# Need Help. Printer WILL NOT Print a PDF???



## rgnbull1227 (Sep 18, 2007)

My Brother Printer is on my wireless network. I can print excel, Word, etc but when I go and try to print a PDF, the progress screen on my PC starts at 0% and stays ther for about 5 sec, them immediately hops to 100% and disappears. The Printer lights up as if it is going to print, then the Printer goes back to ready and nothing prints. Any ideas?


----------



## rgnbull1227 (Sep 18, 2007)

Anyone?


----------



## rgnbull1227 (Sep 18, 2007)

??????


----------



## Hughv (Jul 22, 2006)

Clear the print Queue and try again.


----------



## rgnbull1227 (Sep 18, 2007)

Did that, Only issues is with PDF documents.


----------



## Hughv (Jul 22, 2006)

What application are you using?
Try Foxit:
http://www.foxitsoftware.com/pdf/reader/
Try saving to disk before printing.


----------



## rgnbull1227 (Sep 18, 2007)

What do you mean by "Application"? I have a PDF Document open and click on Print. The Printer lights up for a second like it is going to print, then goes back to ready. Only with PDF Documents.


----------



## Koot (Nov 25, 2007)

Can you print web based PDF documents? Can you print a PDF document that is on your desktop? 

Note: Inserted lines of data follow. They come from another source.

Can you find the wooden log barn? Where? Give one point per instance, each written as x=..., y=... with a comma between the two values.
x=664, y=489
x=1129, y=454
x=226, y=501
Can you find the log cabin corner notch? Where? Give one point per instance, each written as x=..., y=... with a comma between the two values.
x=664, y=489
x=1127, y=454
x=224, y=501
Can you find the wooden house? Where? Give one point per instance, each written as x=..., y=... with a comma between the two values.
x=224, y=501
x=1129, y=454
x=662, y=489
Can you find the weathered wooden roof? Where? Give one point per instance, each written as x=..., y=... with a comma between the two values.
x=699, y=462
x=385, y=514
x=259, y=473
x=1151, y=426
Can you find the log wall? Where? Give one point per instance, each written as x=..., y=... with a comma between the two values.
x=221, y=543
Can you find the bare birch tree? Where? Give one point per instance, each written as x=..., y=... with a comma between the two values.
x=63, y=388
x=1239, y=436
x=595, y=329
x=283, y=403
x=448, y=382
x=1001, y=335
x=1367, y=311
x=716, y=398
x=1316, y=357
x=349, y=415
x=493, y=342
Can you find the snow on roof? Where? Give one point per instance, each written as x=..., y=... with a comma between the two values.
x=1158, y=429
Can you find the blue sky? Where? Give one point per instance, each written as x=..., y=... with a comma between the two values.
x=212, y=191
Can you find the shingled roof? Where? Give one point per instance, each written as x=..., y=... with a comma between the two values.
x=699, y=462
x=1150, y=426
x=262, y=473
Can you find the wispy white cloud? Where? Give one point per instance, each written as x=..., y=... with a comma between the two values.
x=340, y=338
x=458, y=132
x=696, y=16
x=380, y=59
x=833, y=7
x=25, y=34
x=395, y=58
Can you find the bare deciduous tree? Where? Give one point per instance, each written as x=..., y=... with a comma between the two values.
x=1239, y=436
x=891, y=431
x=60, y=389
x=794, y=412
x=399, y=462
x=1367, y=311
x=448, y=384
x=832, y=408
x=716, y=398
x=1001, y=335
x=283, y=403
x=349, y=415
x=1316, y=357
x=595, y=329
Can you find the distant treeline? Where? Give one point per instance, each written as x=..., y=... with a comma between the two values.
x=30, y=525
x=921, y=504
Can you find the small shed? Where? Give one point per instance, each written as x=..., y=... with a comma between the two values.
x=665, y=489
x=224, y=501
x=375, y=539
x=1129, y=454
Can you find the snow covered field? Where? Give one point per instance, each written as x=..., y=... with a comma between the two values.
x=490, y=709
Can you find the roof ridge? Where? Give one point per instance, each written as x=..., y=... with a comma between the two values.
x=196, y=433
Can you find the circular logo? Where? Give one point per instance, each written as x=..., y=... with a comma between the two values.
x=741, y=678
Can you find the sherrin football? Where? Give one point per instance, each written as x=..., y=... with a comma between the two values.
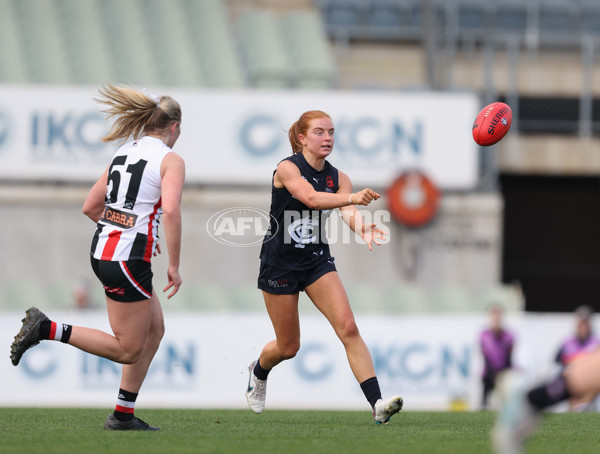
x=492, y=123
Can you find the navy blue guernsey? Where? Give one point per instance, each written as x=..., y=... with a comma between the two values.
x=296, y=237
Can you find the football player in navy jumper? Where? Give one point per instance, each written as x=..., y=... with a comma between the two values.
x=143, y=181
x=295, y=257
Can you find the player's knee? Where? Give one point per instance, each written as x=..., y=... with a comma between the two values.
x=131, y=357
x=348, y=329
x=289, y=351
x=157, y=330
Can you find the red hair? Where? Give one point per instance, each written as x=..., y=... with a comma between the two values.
x=301, y=127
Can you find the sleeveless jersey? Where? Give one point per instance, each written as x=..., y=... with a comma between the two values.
x=128, y=228
x=296, y=239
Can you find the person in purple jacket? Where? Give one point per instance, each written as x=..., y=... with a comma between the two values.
x=496, y=347
x=584, y=339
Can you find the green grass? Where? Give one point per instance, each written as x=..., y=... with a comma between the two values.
x=73, y=431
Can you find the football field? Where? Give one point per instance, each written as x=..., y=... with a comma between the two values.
x=51, y=430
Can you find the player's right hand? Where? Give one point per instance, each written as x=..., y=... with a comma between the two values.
x=365, y=197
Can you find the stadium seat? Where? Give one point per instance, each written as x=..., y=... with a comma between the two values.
x=212, y=43
x=13, y=68
x=511, y=16
x=473, y=18
x=85, y=43
x=130, y=49
x=42, y=42
x=262, y=44
x=309, y=50
x=589, y=20
x=173, y=54
x=556, y=17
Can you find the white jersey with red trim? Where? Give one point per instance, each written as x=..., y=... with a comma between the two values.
x=128, y=228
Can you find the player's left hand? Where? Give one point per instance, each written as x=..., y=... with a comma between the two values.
x=371, y=234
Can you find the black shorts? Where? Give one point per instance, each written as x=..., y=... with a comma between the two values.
x=289, y=282
x=126, y=281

What Adobe Reader version are you using? 
What model Brother printer is it? 

Have you changed/updated the printer drivers or the Adobe Reader version recently?


----------



## rgnbull1227 (Sep 18, 2007)

Cannot print any PDF Docs. Whether saved or on Web. Running Adobe Reader * and Brother MFC 640CW. Update Both recently.
Can not figure out what the problem is.


----------



## Koot (Nov 25, 2007)

Try something: Control Panel > Printers > Properties > Advanced Tab > Change to: "Print directly to printer" 

See if you can print PDF docs after the change.


----------



## Hughv (Jul 22, 2006)

rgnbull1227 said:


> What do you mean by "Application"? I have a PDF Document open and click on Print. The Printer lights up for a second like it is going to print, then goes back to ready. Only with PDF Documents.

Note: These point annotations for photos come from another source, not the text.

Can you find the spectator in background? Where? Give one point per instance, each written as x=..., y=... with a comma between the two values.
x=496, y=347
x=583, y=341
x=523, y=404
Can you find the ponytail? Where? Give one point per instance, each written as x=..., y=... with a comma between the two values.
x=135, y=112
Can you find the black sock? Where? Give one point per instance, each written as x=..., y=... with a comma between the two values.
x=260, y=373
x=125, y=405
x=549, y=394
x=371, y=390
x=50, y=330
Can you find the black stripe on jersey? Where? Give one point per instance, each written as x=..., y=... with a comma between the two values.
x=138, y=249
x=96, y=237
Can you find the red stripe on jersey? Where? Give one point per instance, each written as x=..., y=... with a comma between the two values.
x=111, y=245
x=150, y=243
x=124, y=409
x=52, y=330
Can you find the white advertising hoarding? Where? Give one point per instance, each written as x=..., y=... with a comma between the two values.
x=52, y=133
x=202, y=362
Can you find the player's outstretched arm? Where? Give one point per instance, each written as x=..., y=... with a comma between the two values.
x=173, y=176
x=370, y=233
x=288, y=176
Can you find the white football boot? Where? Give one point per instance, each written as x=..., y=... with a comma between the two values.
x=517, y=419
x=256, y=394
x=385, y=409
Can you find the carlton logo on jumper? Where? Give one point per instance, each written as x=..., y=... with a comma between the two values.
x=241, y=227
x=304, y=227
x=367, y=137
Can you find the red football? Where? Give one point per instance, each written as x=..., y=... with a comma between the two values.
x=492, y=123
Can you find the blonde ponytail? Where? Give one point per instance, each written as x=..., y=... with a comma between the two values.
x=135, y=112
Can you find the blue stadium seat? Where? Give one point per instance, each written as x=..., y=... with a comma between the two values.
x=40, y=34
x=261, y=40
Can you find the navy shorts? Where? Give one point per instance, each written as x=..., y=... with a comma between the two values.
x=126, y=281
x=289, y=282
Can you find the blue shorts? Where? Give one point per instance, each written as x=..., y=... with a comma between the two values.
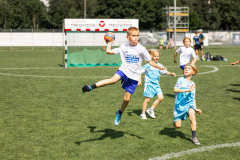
x=151, y=90
x=180, y=111
x=182, y=66
x=129, y=85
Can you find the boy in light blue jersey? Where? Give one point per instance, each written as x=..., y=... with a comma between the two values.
x=151, y=86
x=185, y=103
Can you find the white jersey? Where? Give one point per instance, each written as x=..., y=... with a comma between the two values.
x=185, y=54
x=132, y=58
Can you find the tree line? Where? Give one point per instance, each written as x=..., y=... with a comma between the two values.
x=33, y=14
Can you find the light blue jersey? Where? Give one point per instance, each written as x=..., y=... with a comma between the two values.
x=152, y=78
x=152, y=74
x=184, y=100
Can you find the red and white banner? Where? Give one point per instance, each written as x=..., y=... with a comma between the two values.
x=99, y=24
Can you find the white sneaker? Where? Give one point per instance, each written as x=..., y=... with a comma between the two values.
x=143, y=116
x=150, y=111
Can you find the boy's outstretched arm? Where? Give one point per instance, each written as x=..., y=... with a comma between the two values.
x=152, y=63
x=194, y=60
x=109, y=46
x=173, y=74
x=175, y=57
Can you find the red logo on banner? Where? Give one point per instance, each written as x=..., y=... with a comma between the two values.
x=101, y=23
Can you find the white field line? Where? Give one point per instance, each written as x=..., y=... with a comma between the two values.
x=215, y=69
x=197, y=150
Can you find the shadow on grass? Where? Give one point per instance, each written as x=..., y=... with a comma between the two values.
x=233, y=90
x=108, y=133
x=136, y=111
x=236, y=98
x=170, y=95
x=173, y=133
x=235, y=84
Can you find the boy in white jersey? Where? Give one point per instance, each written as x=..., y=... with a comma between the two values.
x=151, y=86
x=186, y=52
x=132, y=55
x=185, y=103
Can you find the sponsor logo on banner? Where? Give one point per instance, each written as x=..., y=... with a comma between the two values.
x=101, y=23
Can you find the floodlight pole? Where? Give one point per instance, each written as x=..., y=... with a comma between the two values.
x=175, y=23
x=85, y=9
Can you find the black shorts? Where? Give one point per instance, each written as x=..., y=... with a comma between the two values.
x=197, y=47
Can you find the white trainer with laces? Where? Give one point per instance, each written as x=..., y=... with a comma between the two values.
x=150, y=111
x=143, y=116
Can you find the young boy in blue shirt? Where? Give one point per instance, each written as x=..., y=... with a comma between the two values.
x=132, y=56
x=185, y=102
x=151, y=86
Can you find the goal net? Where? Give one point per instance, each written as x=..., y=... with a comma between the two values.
x=85, y=45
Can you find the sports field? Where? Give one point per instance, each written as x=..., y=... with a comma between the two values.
x=45, y=115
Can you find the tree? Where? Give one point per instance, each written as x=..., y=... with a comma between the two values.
x=38, y=13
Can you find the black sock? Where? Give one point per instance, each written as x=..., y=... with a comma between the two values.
x=93, y=86
x=193, y=134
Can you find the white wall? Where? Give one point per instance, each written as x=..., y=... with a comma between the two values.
x=31, y=39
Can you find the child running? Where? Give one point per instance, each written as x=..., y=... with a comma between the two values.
x=186, y=52
x=132, y=56
x=151, y=86
x=185, y=102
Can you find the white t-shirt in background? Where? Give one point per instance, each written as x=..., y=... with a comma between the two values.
x=185, y=54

I mean, what application are you using to open the PDF?


----------



## Koot (Nov 25, 2007)

It sounds like you have updated your printer driver and also upgraded your Adobe Reader at about the same time. I doubt your printer/print driver is the problem. I suspect you may have a conflict with the new Adobe Reader conflicting with a previous Adobe Reader version.

I would first try doing this from Adobe: http://get.adobe.com/reader/otherversions/

If the above doesn't work I would remove the latest version of Adobe Reader from your system (using Add/Remove). Oftentimes an older Adobe Reader version is still in your system, which was last used before the upgrade...and still may work allowing you to print PDF docs. If an older version is not in your system I would download Adobe Reader as a fresh install without an older version to cause a conflict in your system. If that doesn't work - remove all Adobe Reader versions and download an older version of Adobe Reader...


----------



## rgnbull1227 (Sep 18, 2007)

It worked!. When I selected "Print Directly to Printer" the document printed. What was the issue? Why did this change or what is causing the file not to print when this is not selected?


----------